Duke has focused its collecting on 19th and 20th century Japan, identifying a few areas of strength - modern art history, women's and labor history, Japan's colonial history, modern literature, manga and anime. Some of these - such as labor history - date from the earliest hires in Japanese studies, while others are quite recent, although efforts have been made to build the collection retrospectively, especially in modern art history. Rather than trying to build a comprehensive collection, the primary aim is to support the faculty and students in the Triangle and to a lesser extent, to be a regional resource for faculty in the Southeast. The primary focus is on history, literature and the social sciences from 1868 to the present, but premodern social and economic history, and Buddhism are well represented, and basic materials are collected in premodern literature, religion, philosophy, language, law, sociology and anthropology.
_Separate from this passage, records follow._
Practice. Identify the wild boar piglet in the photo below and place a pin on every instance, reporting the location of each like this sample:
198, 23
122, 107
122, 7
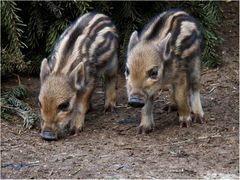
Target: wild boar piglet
166, 52
86, 50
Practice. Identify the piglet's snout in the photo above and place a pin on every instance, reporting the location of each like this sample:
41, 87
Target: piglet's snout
48, 135
136, 101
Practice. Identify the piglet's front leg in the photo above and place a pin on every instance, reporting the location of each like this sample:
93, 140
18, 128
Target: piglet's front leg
147, 123
78, 123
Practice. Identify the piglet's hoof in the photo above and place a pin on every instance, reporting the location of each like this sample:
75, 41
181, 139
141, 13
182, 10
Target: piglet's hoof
170, 108
186, 124
198, 119
76, 131
111, 109
145, 129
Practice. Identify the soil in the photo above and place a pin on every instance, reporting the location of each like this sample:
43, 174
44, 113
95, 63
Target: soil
109, 146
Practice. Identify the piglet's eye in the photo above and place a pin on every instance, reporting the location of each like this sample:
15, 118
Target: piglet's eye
39, 104
64, 106
153, 73
127, 71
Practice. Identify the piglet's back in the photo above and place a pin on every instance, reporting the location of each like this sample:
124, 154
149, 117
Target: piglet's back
91, 38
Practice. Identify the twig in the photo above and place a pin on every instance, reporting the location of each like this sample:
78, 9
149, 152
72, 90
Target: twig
51, 172
8, 107
19, 80
75, 172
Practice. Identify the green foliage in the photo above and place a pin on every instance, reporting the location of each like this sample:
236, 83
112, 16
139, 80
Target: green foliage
11, 104
37, 25
11, 55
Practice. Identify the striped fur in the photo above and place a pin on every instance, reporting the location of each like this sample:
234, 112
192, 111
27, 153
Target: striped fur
166, 52
85, 50
91, 38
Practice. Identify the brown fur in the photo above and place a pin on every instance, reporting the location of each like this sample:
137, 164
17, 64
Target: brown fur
70, 73
177, 65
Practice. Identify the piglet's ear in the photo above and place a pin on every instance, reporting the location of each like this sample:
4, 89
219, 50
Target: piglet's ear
45, 70
164, 47
77, 76
133, 40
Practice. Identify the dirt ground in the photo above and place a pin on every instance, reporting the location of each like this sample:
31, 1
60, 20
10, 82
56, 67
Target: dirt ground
109, 146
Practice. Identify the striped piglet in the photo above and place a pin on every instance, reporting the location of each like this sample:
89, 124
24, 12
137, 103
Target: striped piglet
86, 50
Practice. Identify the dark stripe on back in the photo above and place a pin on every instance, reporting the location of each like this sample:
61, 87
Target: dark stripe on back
188, 41
159, 25
176, 31
93, 38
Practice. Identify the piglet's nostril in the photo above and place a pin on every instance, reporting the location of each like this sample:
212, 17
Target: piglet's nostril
136, 101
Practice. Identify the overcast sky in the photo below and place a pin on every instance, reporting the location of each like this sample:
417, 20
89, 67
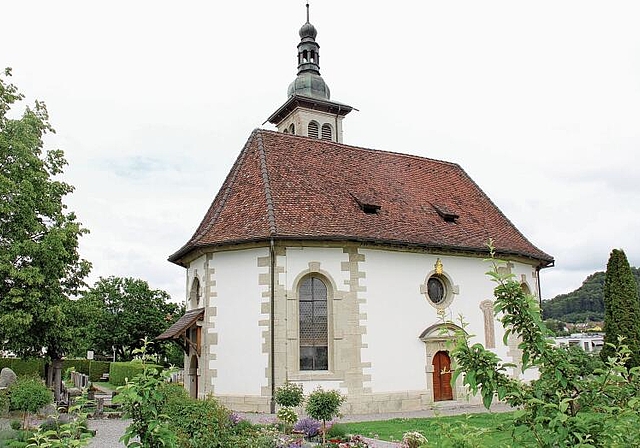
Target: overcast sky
152, 102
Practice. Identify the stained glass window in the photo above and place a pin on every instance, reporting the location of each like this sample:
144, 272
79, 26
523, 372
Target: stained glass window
313, 324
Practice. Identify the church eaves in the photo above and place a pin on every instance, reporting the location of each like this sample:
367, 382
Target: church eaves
288, 187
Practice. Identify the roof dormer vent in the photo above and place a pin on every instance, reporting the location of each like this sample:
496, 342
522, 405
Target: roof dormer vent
445, 213
367, 204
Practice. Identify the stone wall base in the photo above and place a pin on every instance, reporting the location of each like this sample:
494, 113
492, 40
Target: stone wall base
245, 403
407, 401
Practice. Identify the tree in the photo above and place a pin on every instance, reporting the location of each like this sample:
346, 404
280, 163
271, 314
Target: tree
121, 312
40, 267
622, 308
570, 404
324, 405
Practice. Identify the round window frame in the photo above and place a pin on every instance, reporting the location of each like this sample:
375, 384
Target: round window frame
443, 296
447, 284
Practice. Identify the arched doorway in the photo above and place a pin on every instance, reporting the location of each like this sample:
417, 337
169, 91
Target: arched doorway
193, 377
442, 390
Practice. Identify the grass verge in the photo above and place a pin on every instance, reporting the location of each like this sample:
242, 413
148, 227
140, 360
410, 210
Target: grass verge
482, 430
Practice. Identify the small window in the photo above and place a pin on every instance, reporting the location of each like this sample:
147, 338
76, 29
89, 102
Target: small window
436, 290
194, 294
313, 129
327, 132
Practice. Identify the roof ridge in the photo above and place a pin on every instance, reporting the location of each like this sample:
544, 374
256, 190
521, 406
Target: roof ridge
265, 180
359, 148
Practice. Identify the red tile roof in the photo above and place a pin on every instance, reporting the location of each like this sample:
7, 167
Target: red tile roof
284, 186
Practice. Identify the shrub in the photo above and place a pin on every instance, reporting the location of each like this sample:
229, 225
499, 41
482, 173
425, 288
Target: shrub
413, 439
289, 394
120, 371
567, 405
200, 423
143, 401
324, 405
4, 403
336, 430
33, 367
29, 394
310, 427
95, 369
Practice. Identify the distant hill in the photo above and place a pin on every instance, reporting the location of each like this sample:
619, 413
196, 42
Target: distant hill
584, 304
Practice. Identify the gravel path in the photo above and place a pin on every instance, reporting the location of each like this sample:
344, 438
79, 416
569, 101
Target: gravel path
108, 432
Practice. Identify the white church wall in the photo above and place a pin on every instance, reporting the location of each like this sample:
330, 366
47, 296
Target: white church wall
330, 259
397, 313
196, 270
239, 362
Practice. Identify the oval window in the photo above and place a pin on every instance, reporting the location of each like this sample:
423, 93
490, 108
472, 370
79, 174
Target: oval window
435, 290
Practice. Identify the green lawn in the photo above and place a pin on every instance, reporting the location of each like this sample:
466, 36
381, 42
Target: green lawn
484, 430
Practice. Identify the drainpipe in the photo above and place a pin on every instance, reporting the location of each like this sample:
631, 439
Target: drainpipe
272, 296
539, 290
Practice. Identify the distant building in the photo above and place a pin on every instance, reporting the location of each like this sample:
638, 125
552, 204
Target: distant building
338, 266
589, 342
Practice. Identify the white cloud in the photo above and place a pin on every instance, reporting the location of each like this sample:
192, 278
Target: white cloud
539, 103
The collection also contains works in Japanese on Chinese art history, Daoism, Chinese and Korean history in the nineteenth and twentieth centuries, the Japanese colonial experience, US-Japan relations, the history of the European Community, world history and translations of world literature into Japanese.
Research that crosses both disciplinary and national boundaries is expanding the boundaries of the collection. This has meant that primary importance has been given to reference tools, electronic and print, that facilitate the identification of resources and core titles as well as materials directly relevant to faculty and graduate student research. The abundance of reprints being published in Japan has allowed Duke to acquire primary sources, especially visual ones. With the advancement of digital technology, the globalization of culture, and the breakdown of traditional knowledge, interdisciplinary and transcultural approaches to visual studies are imperative in the teaching and research of Japan. And given the programmatic emphasis on popular culture, Duke has built significant collections in advertising, film, women's magazines, manga and anime.
Duke's Rubenstein Library has a strong collection of reports from missionaries, early British diplomats to Japan, the East India company papers, diaries and letters from merchants and seamen as well as items in such collections as the Stereographic card collection, 1860-1928, and the postcard collection. For Japan, it also has the Papers of General Robert L. Eichelberger (1886-1961), who commanded all ground occupation troops in Japan (1945-1948), and materials related to Japanese advertising in the Hartman Center. There are also smaller collections such as Japanese wartime propaganda publications.